Pour cela, construisons sans complexe sur la coopération franco-allemande, d’autant plus qu’en cas de victoire rouge-verte aux élections législatives allemandes de 2013, deux coalitions de même nature gouverneraient de chaque côté du Rhin.

Nous partageons des défis proches. Les deux pays ont la même dépendance aux importations de pétrole, ce qui implique un effort considérable sur la mobilité et les infrastructures de transport.

L’abandon du nucléaire en Allemagne correspond à un effort comparable à celui de la réduction de 75 à 50% de la part du nucléaire dans l’électricité en France d’ici 2025. Cet effort de transition est l’occasion de démontrer que le soutien aux technologies des énergies renouvelables est une opportunité pour l’industrie et pour l’emploi, avec déjà 400 000 emplois crées en Allemagne. Il requiert aussi la mise en place d’un marché commun de l’électricité, déjà dans le centre-ouest européen, pour garantir un approvisionnement efficace et respectueux des consommateurs. Enfin, les deux pays affichent des objectifs convergents pour l’efficacité énergétique et notamment la rénovation thermique des bâtiments.

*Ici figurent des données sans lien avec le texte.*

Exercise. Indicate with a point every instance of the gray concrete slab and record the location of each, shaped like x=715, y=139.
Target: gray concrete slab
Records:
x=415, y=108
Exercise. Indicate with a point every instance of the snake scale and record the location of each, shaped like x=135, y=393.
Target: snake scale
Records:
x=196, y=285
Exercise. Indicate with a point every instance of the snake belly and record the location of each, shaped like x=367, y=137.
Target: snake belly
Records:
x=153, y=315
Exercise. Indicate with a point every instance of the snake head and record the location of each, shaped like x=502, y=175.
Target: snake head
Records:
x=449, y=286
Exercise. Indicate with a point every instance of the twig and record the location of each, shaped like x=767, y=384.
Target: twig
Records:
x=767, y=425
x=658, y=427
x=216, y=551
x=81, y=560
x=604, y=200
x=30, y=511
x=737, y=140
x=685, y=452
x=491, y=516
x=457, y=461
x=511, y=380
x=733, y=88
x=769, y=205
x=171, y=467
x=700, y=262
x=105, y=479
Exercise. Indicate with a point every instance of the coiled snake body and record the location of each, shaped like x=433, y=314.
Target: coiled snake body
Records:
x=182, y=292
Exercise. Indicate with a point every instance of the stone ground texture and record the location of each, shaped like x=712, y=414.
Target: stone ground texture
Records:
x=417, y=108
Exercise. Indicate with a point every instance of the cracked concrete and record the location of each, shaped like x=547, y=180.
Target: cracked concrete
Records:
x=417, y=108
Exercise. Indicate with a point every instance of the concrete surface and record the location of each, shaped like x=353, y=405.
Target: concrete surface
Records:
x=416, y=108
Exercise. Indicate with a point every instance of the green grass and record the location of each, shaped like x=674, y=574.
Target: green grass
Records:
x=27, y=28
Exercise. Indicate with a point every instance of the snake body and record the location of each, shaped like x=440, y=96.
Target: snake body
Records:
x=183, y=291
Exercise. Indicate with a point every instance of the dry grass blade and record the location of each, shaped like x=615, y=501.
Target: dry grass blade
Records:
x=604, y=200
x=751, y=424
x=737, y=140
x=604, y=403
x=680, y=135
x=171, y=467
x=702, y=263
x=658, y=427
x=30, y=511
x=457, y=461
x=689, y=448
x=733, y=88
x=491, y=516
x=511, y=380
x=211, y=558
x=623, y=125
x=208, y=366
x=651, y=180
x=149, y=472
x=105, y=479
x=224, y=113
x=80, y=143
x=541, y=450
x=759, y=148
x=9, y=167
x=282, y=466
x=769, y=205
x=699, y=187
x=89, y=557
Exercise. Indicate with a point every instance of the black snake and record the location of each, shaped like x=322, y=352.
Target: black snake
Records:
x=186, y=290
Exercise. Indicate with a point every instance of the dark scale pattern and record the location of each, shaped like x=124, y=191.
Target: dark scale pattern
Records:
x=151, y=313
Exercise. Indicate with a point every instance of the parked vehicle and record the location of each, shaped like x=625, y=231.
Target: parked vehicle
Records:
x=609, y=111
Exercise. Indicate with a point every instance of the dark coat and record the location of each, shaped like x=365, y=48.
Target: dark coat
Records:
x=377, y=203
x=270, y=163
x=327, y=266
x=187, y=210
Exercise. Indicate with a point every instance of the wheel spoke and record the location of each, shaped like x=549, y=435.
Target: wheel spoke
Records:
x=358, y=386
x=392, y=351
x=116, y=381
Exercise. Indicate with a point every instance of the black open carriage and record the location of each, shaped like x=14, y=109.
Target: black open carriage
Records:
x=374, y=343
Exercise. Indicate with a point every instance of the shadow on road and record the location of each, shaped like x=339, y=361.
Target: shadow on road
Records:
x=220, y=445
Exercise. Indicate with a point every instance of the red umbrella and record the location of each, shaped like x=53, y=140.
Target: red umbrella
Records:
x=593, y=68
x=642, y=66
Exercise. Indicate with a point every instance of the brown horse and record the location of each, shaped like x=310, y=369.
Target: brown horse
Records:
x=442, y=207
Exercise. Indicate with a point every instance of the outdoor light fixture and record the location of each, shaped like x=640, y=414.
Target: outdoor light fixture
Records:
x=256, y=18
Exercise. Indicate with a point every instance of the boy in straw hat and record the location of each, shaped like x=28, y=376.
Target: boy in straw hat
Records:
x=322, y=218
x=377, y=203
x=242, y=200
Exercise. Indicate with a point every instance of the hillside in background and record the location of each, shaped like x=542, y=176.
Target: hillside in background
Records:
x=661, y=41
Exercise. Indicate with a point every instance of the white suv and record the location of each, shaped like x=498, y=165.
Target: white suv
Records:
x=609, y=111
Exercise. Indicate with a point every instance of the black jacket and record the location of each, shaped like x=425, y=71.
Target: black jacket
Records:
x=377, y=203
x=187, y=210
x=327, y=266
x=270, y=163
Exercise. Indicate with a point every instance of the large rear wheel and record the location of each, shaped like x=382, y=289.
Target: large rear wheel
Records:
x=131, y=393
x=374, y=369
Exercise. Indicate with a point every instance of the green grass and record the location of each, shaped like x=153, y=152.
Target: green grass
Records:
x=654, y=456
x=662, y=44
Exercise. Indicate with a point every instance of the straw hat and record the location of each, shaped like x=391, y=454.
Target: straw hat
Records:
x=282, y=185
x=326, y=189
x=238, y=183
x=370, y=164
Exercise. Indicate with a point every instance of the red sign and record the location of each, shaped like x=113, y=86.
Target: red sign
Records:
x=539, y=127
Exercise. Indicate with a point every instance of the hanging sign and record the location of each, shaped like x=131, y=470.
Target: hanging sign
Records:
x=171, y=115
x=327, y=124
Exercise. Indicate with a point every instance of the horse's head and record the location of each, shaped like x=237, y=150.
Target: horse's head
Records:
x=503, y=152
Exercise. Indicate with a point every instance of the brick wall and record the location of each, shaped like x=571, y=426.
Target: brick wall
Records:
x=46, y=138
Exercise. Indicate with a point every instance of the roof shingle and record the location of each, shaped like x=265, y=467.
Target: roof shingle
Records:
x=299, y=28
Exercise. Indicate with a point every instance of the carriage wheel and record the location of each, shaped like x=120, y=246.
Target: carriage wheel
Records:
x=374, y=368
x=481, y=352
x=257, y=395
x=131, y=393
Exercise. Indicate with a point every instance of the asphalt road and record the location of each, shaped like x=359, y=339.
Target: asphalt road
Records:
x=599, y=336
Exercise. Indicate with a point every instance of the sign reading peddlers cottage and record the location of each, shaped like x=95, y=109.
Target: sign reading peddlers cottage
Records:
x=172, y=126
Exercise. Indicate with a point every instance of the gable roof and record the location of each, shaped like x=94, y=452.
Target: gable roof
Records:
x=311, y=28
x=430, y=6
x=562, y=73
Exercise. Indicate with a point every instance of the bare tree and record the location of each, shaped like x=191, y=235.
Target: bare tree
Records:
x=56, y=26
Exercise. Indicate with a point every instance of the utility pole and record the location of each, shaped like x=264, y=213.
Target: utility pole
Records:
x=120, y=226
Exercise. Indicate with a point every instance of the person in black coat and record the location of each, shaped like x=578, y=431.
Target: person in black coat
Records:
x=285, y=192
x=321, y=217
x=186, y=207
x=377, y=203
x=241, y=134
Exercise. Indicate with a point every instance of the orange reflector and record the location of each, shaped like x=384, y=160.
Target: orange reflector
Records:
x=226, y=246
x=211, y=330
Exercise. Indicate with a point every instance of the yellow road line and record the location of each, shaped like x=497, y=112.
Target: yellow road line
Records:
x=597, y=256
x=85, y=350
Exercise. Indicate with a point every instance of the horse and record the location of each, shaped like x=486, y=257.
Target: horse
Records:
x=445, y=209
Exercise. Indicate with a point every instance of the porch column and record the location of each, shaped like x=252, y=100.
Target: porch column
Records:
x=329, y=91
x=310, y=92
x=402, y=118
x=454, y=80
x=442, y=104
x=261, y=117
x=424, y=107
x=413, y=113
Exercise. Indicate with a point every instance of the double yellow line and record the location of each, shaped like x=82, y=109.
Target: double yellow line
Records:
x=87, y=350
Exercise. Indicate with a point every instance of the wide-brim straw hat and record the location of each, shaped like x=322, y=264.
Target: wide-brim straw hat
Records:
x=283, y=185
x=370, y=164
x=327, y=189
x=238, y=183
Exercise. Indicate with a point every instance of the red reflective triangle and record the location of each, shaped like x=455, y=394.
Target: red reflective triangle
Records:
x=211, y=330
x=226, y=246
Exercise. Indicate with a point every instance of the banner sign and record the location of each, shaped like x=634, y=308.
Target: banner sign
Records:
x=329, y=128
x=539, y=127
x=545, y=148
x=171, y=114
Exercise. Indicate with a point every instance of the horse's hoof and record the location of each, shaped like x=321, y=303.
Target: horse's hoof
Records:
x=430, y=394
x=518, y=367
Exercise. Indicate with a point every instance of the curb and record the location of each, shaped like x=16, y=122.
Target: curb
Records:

C’est bien la 3ème révolution industrielle qu’il faut lancer, celle qui intègre pleinement la raréfaction des ressources et l’immense défi du dérèglement climatique. A cet égard, nos pays devront après les élections allemandes persuader ensemble les derniers indécis en Europe de ranimer le système d’échange de quotas d’émission de CO2 par un objectif de réduction de 30% de nos émissions de gaz à effet de serre d’ici 2020. C’est la seule façon de générer les financements nécessaires en protégeant les consommateurs de charges inutiles. Une telle décision permettrait également de préparer dans les meilleures conditions la grande conférence climatique qu’accueillera la France en 2015.

 

PARTENARIATS INDUSTRIELS

De par l’importance politique de nos pays au sein de l’Union européenne et de leur poids sur le marché européen, la coopération franco-allemande peut exercer une influence décisive pour l’adoption et la diffusion généralisée de nouvelles technologies et procédés industriels. Elle devrait se traduire par des partenariats industriels permettant de se maintenir face à des poids lourds comme la Chine, comme de nouveaux investissements dans le secteur de la fabrication des modules solaires. Reste à lever la contrainte financière. Nos pays pourraient lancer une coopération renforcée entre les institutions de financement, à commencer par la Kreditanstalt für Wiederaufbau et les coopératives de l’énergie côté allemand, la Caisse des Dépôts et Consignations, la future Banque Publique de l’Investissement et les sociétés d’économie mixte côté français. De même, la coopération franco-allemande doit jouer au niveau européen pour mobiliser les fonds disponibles et lancer de nouvelles initiatives telles que les Green Projets Bonds de la Banque européenne d’investissement. A cet égard, les réductions actuellement envisagées du budget européen sont catastrophiques.

Partout sur nos territoires les capacités de recherche et de développement industriel, les compétences et les organisations collectives existent. Les idées aussi, à portée de main des Européens s’ils en ont la volonté politique. Une coopération franco-allemande sur l’énergie doit être plus qu’un ajustement des échanges d’électricité. C’est notre entrée véritable dans le monde nouveau de l’après-pétrole. Ne nous trompons pas : 60 ans après le pas de géant de Monnet et Schuman, 50 ans après celui de De Gaulle et Adenauer, nous ne pouvons plus nous contenter de la paix pour vivre dans ce monde en plein changement. Il est temps de renouer tous ensemble avec le progrès et la prospérité partagé. Nous, les Verts, dans chacun de nos pays et au niveau européen, allons nous atteler à cette tâche.

 

Jürgen Trittin, Président du parti vert allemand (Grünen); Rebecca Harms, députée européenne, co-présidente du groupe des Verts/ALE au Parlement européen; Claude Turmes, député européen, vice-président du groupe des Verts/ALE au Parlement européen; Yannick Jadot, député européen (Europe Ecologie les Verts).